Europhys. Lett.
Volume 63, Number 4, August 2003
Page(s) 610 - 615
Section Interdisciplinary physics and related areas of science and technology
Published online 01 November 2003
DOI: 10.1209/epl/i2003-00559-8
Europhys. Lett., 63 (4) , pp. 610-615 (2003)

Specific ion effects: The role of co-ions in biology

M. Boström1, D. R. M. Williams2 and B. W. Ninham2

1  Department of Physics and Measurement Technology, Linköping University SE-581 83 Linköping, Sweden
2  Department of Applied Mathematics, Research School of Physical Sciences The Australian National University - Canberra, Australia 0200

(Received 7 March 2003; accepted in final form 13 June 2003)

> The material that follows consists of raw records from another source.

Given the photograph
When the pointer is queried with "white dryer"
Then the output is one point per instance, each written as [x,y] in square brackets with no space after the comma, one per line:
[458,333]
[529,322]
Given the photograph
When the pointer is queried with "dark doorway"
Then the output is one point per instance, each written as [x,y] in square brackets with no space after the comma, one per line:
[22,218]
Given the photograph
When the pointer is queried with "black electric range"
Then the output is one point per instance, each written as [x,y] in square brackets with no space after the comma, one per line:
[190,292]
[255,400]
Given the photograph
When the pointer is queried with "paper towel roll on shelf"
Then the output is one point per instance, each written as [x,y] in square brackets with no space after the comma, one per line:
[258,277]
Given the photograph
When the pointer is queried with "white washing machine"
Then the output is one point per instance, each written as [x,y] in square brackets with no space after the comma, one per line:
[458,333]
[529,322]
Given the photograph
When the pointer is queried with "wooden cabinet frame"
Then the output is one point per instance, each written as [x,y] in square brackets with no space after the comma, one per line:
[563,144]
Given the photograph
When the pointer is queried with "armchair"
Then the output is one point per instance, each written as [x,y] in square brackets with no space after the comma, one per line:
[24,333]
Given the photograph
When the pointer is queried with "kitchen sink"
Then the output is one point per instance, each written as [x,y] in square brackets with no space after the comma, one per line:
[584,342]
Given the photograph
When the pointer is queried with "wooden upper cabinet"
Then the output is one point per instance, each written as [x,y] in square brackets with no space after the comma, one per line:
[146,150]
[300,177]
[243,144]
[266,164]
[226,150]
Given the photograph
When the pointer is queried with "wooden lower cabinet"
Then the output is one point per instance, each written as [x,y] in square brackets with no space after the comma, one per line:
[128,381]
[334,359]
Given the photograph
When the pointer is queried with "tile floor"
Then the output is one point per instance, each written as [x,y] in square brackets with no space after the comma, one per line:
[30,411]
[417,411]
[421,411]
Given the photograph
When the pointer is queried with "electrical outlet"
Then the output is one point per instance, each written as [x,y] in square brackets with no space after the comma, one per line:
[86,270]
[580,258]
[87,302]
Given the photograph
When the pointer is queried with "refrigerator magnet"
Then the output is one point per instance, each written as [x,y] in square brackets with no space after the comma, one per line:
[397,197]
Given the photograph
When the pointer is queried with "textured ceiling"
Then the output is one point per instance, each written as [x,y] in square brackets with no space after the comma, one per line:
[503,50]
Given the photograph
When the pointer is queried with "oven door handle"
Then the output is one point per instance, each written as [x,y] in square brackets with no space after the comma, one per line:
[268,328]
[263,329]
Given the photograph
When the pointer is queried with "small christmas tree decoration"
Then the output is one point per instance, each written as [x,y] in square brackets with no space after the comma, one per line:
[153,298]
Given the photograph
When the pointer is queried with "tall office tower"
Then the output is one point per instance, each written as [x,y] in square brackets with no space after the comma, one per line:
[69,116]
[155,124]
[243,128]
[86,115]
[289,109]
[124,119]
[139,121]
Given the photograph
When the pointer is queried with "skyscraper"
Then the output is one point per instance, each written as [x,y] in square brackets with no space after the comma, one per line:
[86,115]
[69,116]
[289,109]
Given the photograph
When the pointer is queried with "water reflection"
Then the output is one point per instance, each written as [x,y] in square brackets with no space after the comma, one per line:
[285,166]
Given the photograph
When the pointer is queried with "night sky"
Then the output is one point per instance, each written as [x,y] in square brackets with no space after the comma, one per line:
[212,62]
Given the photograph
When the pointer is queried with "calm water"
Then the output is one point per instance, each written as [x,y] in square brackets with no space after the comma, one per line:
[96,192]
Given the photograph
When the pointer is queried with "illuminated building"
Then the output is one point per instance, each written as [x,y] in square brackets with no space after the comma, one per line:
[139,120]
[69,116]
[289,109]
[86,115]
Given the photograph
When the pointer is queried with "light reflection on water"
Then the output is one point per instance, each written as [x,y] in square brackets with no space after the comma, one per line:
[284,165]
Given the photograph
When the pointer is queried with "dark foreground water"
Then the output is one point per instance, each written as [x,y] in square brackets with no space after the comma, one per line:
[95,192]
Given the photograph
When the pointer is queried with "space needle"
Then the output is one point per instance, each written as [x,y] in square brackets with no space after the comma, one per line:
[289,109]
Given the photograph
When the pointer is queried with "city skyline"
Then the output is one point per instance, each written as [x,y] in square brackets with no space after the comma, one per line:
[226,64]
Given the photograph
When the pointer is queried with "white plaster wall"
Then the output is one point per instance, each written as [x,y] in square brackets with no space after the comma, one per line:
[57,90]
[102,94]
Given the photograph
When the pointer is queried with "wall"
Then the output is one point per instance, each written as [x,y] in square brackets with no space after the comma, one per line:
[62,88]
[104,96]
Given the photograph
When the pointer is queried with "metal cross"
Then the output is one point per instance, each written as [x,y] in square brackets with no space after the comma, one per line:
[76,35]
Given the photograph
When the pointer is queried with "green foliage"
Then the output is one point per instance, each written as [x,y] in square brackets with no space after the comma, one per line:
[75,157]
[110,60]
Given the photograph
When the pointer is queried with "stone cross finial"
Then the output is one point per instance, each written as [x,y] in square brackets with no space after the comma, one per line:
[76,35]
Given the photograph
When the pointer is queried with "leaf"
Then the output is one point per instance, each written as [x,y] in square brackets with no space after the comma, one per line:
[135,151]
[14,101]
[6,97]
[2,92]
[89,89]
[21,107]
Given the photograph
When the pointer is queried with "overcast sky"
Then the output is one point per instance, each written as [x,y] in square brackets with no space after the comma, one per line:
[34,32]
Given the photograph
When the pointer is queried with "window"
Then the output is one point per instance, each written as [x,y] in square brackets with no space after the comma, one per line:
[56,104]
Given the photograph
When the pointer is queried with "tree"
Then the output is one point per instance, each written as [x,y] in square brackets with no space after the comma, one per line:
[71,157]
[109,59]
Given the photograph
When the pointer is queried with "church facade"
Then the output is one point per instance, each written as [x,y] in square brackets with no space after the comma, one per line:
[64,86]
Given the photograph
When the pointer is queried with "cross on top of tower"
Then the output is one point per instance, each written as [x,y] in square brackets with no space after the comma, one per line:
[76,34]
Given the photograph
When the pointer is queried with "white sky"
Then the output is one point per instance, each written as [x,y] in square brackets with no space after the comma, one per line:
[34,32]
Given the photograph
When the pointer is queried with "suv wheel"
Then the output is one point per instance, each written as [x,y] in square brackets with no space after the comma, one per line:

Co-ions are as essential in biological systems as they are ignored. The purpose of this letter is to demonstrate the importance of including ionic dispersion potentials acting between ions and interfaces in any realistic theoretical modeling of biological systems. We demonstrate through a well-known biological example that co-ion effects can be understood once these previously ignored forces are included. Experiments have in the past revealed that addition of salt solutions with different co-ions give fundamentally different results for the formation of meta 2 rhodopsin (which is involved in dim light vision). For systems with low salt concentrations, addition of salt favors the formation of meta 1 rhodopsin. Exactly the opposite is observed in high-concentration salt solutions. This is true even after surface pH effects have been screened out with the addition of 0.5 $\un{M}$ sodium acetate buffer. A theoretical explanation for the role of co-ions behind this effect is here given in terms of ionic dispersion potentials and ion specific surface pH.

82.45.Gj - Electrolytes.
73.30.+y - Surface double layers, Schottky barriers, and work functions.
82.45.Mp - Thin layers, films, monolayers, membranes.